About helping: I should note that it is generally the policy of a co-op to take a "hands off" approach to helping with tools. It is up to the customer(?) to handle all of the tools, and perform all of the repairs using only verbal instruction and miming from the facilitator (me.) However, in practice, that is a difficult rule to adhere to. Sometimes there are fine adjustments to be made. This rule does not factor in people with absolutely no concept of finesse, be it mechanically or as a matter of personality. I was ready to move this project along. Marginal improvements were made over the course of an hour. We fooled around endlessly on a bicycle that still left without a front brake. It was important to get the bicycle to roll, and I suppose stopping it could be figured out on the road. I assume that the bicycle will forever remain in the form of a comprehensive punch list of glaring safety concerns, rendered in steel and tape. I made him promise to address the brake issue, and then I washed my hands with Gojo.

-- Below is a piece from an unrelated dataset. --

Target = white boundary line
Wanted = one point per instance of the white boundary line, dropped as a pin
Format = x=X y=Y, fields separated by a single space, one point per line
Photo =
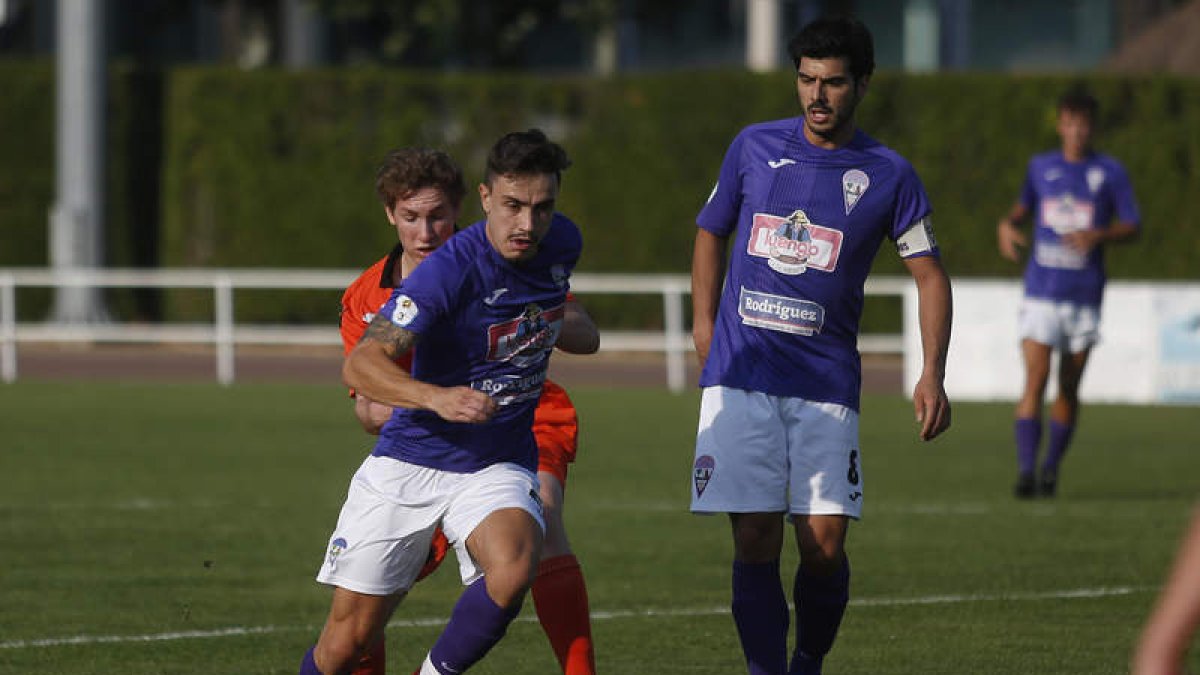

I used the remaining time to make chit-chat with a girl in a coonskin cap.

I returned to Open Shop Hours two days later, and had a far more rewarding experience. In order to maximize my usefulness, I decided to get a bicycle ready to sell, so Yellow Bike could make some money. The co-op doesn't exactly strike me as a cash cow, which of course is not the point, but I reasoned that selling a bicycle never hurts, and everybody can use some money for something. I put one of the partially completed project bicycles in a stand, and got to work on tuning it up in a swift and efficient manner. After about ten minutes I got sidetracked by an eleven-year-old with a hub issue at a nearby stand. I spent the following two and a half hours showing him how to fix bicycles. That turned out to be way more fun. If volunteering at a co-op was like that every time, I'd spend a lot more time helping out.

This kid was smart: he didn't have experience fixing bicycles, but he understood all new concepts instantly. He had natural tool intelligence, and was able to visualize basic hands-on physics better than lots of adults I've met. He was curious. Every step of the way, he was eager to learn. He was there with his mom so he could learn how to repair something mechanical. He would be excited to see how anything goes together. Bicycles just happen to be easy to get your hands on. He builds model airplanes at home. So mom took him to Open Shop and they each picked a bicycle to work on. This kid's bicycle was a perfect platform for learning. Every single thing on it needed a little bit of adjustment and help.

I showed him how to fix many things, and some of the repairs might be of practical use for his own bike. We started with overhauling a cassette hub, which is a weird place to begin, since I was later surprised to learn that he had not yet repaired a flat tire. (We did that too.) Truing a wheel is considered a little bit advanced, but I explained everything I knew, and he was able to true the front wheel with the only guidance being my confirmation that he was doing everything exactly correct. We stuck to the "hands off" tool rule, and he did everything himself. A few times, I had to step in to demonstrate the best way to get leverage, but then I undid that step so he could do all the work himself. He nailed the bearing adjustment on the cassette hub, and trued wheels in a stand and on the bicycle itself. I was impressed, and I let him know it. It was cool that I didn't have to dumb anything down. I could speak to him like a peer.

When it was time to clean up the shop, his mom thanked me for spending so much time with her kid, and said she hoped it didn't stop me from what I was working on. Ha! I told her I was having fun, and it was exactly what I was there for. Then I said goodbye to my friend, who I assume will master life by the age of fifteen.